Viering van zondag 21 augustus

Het andere, de andere, de Ander…

 

Goede morgen, allemaal, en welkom.

Voor de voorbereiding van deze viering hebben wij ons laten inspireren door de lezingen die zijn voorzien op de liturgische kalender van de Rooms Katholieke Kerk. De idee zelf dat er zoiets bestaat als een liturgische kalender, met voorschriften waar individuele gelovigen en lokale groepen zich zouden moeten aan houden, is natuurlijk niet onomstreden. Bij Dominicus Gent veroorloven we ons nogal wat vrijheden daaromtrent, en ik heb de indruk dat de meesten onder ons daar niet echt véél gewetensbezwaren rond hebben.

Één van de verdedigingsstrategieën achter de idee van een uniforme, voorgeschreven kalender, gaat uit van de overweging dat godsdienst een oefening is in het “zich laten gezeggen”. In het leren omgaan met wat op ons afkomt. En wat op ons afkomt, dat hebben we niet zomaar voor het kiezen. Dat kunnen mooie belevingen zijn (schepping, liefde), of eerder pijnlijke zaken (de nood aan vergeving; omgaan met sterfelijkheid). Als godsdienst een oefening zou zijn in het omgaan met dit soort transcendentie, dan moeten we misschien ook de bijbel gewoon op ons laten afkomen, wordt dan geredeneerd. Je moet niet zomaar kiezen wat je leuk of interessant lijkt, je moet de bijbel als geheel op je laten afkomen, ook de wat weerbarstiger stukken.

Natuurlijk: wat je in de officiële zondagslezingen te horen krijgt, is ook slechts een selectie. Ik heb het even nagerekend: wie zich zeer stipt aan zijn of haar zondagsplicht houdt, maar voor de rest geen andere bijbelverhalen te horen krijgt, die maakt kennis met ongeveer 15, hooguit 20% van de bijbelteksten. 80 à 85% van de bijbel wordt nooit voorgelezen in een zondagsdienst. De idee dat we, door ons te houden aan de kalender, ons meteen openstellen voor de bijbel in zijn geheel, is dus wat geforceerd. En het zou een interessante oefening kunnen zijn om eens uit te vlooien welke teksten vooral nièt aan bod komen, welke teksten weggeselecteerd worden. Welke teksten wel in het leesrooster verschijnen, is dus ook een keuze – zij het niet de keuze van de individuele gelovige, of de lokale gemeenschap.
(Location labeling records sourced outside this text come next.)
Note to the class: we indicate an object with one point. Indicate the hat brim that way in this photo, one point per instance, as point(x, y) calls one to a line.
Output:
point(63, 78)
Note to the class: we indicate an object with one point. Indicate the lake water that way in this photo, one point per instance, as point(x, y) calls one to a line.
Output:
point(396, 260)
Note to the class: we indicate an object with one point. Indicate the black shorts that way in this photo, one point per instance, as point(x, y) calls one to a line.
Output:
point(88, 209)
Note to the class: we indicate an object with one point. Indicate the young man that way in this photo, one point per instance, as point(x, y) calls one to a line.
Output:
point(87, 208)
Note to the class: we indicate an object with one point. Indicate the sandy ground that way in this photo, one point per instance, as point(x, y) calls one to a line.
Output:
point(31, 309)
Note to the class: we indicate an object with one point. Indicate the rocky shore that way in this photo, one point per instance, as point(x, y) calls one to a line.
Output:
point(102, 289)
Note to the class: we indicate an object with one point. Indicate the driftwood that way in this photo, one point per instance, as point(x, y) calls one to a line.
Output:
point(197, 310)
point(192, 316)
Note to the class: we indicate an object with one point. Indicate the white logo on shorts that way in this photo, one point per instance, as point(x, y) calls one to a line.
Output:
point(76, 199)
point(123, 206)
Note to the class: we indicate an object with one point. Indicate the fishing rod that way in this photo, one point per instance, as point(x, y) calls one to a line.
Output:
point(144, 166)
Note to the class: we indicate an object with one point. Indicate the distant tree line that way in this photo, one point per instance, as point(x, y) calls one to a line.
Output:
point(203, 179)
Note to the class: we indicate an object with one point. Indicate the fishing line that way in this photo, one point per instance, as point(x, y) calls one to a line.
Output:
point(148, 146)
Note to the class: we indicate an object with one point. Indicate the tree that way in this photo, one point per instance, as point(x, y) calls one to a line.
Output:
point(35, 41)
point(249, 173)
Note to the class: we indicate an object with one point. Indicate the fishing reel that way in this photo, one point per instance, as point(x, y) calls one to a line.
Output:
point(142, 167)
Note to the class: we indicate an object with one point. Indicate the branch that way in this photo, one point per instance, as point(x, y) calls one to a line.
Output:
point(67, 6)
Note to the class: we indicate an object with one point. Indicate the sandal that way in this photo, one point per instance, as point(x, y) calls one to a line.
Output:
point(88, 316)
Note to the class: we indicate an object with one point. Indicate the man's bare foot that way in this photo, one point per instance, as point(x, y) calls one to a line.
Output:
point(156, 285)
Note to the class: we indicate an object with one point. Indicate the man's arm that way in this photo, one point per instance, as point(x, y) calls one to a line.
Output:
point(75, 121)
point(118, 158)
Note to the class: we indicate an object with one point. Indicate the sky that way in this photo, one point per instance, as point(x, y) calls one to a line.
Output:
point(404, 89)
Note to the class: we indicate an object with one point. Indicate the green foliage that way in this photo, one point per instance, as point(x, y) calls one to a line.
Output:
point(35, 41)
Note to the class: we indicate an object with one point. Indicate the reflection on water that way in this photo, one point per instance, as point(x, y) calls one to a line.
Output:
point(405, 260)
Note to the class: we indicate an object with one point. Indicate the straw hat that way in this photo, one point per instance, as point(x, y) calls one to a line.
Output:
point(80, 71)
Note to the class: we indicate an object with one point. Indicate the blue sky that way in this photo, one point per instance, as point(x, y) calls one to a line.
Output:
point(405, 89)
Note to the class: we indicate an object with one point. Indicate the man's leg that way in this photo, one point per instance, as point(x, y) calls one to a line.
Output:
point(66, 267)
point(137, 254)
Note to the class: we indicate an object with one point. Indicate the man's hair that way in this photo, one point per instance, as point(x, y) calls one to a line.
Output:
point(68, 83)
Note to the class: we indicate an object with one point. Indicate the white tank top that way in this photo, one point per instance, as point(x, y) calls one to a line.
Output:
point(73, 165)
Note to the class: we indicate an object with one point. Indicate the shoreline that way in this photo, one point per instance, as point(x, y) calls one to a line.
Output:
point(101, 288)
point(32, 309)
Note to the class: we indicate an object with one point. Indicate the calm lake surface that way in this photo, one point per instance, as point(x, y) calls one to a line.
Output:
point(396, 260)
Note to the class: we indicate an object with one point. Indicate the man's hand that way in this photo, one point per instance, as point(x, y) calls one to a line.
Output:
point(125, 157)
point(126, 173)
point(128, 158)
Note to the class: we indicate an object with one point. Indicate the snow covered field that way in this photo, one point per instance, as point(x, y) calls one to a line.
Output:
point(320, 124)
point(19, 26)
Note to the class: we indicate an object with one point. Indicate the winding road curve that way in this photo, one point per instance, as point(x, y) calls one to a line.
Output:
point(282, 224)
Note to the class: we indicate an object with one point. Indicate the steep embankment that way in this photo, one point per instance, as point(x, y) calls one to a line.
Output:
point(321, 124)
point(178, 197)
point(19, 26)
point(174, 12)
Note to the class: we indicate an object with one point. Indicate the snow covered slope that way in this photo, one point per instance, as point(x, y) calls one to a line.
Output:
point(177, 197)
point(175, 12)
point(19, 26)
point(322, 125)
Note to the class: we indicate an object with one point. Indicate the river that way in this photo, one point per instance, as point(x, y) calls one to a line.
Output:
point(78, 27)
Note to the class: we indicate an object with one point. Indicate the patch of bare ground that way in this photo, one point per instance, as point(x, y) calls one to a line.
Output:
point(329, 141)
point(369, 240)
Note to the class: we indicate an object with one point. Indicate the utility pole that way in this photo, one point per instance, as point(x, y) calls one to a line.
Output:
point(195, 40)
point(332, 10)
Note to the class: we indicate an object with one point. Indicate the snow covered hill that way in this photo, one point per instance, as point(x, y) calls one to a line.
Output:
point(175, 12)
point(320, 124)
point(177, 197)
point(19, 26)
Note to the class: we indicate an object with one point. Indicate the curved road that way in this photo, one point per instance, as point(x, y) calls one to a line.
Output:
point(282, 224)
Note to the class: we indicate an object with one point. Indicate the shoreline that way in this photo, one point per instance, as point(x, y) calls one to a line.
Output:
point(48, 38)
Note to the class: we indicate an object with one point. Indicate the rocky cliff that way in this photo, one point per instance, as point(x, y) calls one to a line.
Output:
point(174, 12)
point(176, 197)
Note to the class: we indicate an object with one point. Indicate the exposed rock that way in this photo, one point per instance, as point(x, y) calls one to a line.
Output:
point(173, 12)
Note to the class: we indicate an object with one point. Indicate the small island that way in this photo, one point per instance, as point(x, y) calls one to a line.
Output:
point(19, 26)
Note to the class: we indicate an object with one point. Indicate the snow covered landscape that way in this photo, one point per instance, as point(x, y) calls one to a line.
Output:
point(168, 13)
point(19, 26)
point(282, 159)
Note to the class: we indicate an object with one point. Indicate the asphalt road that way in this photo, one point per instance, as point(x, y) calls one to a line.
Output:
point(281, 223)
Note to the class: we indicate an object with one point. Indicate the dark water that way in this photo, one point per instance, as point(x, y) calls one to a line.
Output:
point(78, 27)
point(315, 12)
De lezingen van vandaag dus, komen op ons af. Als een oproep. Een confrontatie. Een uitnodiging. Een raadsel. We zullen een link leggen met vragen van vandaag: over globalisering, over macht, over omgaan met het vreemde, en over de plaats van godsdiensten daarin. We hebben hier in deze gemeenschap al dikwijls een dergelijke oefening gedaan, al vaker naar antwoorden gezocht. Maar antwoorden zijn nog geen oplossingen, en de confrontatie blijft bestaan.
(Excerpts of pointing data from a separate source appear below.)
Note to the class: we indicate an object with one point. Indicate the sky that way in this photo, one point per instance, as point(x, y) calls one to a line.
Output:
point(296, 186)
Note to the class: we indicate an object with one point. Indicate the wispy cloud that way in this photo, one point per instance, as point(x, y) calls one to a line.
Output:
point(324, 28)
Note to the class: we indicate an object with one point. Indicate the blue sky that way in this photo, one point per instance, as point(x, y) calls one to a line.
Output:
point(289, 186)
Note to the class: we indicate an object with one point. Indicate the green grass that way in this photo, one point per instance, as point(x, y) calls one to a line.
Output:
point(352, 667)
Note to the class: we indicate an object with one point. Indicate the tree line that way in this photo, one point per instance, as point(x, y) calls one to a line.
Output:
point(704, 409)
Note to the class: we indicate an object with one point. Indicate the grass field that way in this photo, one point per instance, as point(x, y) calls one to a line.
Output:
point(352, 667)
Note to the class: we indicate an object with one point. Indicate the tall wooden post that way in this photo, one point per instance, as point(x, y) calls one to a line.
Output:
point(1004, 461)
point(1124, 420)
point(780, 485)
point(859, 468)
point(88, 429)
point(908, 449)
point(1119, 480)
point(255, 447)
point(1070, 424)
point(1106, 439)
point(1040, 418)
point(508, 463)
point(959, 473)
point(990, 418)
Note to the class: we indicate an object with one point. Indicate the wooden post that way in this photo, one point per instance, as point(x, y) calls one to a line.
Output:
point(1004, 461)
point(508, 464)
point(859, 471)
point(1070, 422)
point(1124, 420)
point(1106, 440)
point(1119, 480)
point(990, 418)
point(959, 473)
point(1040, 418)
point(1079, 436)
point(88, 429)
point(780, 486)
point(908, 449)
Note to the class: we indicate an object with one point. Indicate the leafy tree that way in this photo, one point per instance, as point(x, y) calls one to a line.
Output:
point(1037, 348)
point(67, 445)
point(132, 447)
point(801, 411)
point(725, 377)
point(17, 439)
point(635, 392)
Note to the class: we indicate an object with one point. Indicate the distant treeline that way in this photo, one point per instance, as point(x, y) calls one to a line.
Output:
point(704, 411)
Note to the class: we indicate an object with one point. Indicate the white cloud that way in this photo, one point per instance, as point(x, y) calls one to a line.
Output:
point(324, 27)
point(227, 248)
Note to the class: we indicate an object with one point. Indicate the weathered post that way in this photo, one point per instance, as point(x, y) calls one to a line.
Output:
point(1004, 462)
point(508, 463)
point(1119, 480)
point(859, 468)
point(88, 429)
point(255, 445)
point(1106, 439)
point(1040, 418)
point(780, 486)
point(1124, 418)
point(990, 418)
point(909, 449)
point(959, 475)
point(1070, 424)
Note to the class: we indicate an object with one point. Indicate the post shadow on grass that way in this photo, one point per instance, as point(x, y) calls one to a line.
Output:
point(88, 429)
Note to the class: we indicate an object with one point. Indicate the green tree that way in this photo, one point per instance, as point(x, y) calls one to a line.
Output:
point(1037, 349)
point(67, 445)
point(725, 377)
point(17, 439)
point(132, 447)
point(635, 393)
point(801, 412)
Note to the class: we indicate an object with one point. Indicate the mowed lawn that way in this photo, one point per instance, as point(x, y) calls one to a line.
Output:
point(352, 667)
We willen ons bij het begin van deze viering plaatsen onder het licht van de Paaskaars. Een licht dat we zelf maken, en dat toch symbool staat voor het licht van Christus dat ons tegemoet komt, dat over ons schijnt. En we zingen: Kom in mijn klein bestaan..

We lezen uit Jesaja, enkele van de laatste verzen (Je; 66, 18b – 10;)

De tijd is gekomen om alle landen en volken bijeen te brengen. Ze zullen komen en mijn luister zien. Ik zal onder hen een teken verrichten: sommigen zal ik sparen en naar vreemde volkeren sturen – (en dan noemt Jesaje enkele vreemde volkeren), naar de verste eilanden, waar mijn faam nog niet is doorgedrongen en mijn luister nog niet is gezien – en zij zullen mijn majesteit tegenover al deze volken verkondigen.

Uit Hebreeën (12, 6 – 9;)

De Heer berispt wie hij liefheeft, straft elke zoon van wie hij houdt. Houd vol, het betreft hier immers een leerschool, God behandelt u als zijn kinderen. Welk kind wordt niet door zijn vader berispt? Maar als u die leerschool niet doorloopt zoals anderen vóór u, dan bent u geen kinderen, maar bastaards.

Uit Lucas (13, 27b – 30;)

“Ik ken jullie niet, waar komen jullie vandaan? Weg met jullie, rechtsverkrachters”. Dan zullen jullie jammeren en knarsetanden wanneer je Abraham, Isaak en Jakob en al de profeten in het koninkrijk van God ziet, maar zelf buitengesloten wordt. Uit het oosten en het westen en uit het noorden en het zuiden zullen ze komen, en ze zullen aan tafel genodigd worden in het koninkrijk van God. En bedenk wel: er zijn laatste die de eersten zullen zijn, en er zijn eersten die de laatsten zullen zijn.  

 

Over globalisering, samenleven, identiteit, verschil, kwetsbaarheid…

[Twee van de drie teksten schetsen het perspectief van een éénwordende wereld, het andere, uit de Hebreeën, zegt ons dat alles wat gebeurt een leerschool kan zijn.]

“Oh, moederkerk van Rome, zo edel en zo groot,
van alle kanten stromen de volkeren in uw schoot”.

Dat zongen we, jonge knapen, in het college. Hoever staat het met dat bijbelse visioen van vredevolle eenheid? Zelfs de kerk beseft nu dat de universaliteit van de ‘goede boodschap’ niet betekent dat alle mensen katholiek worden.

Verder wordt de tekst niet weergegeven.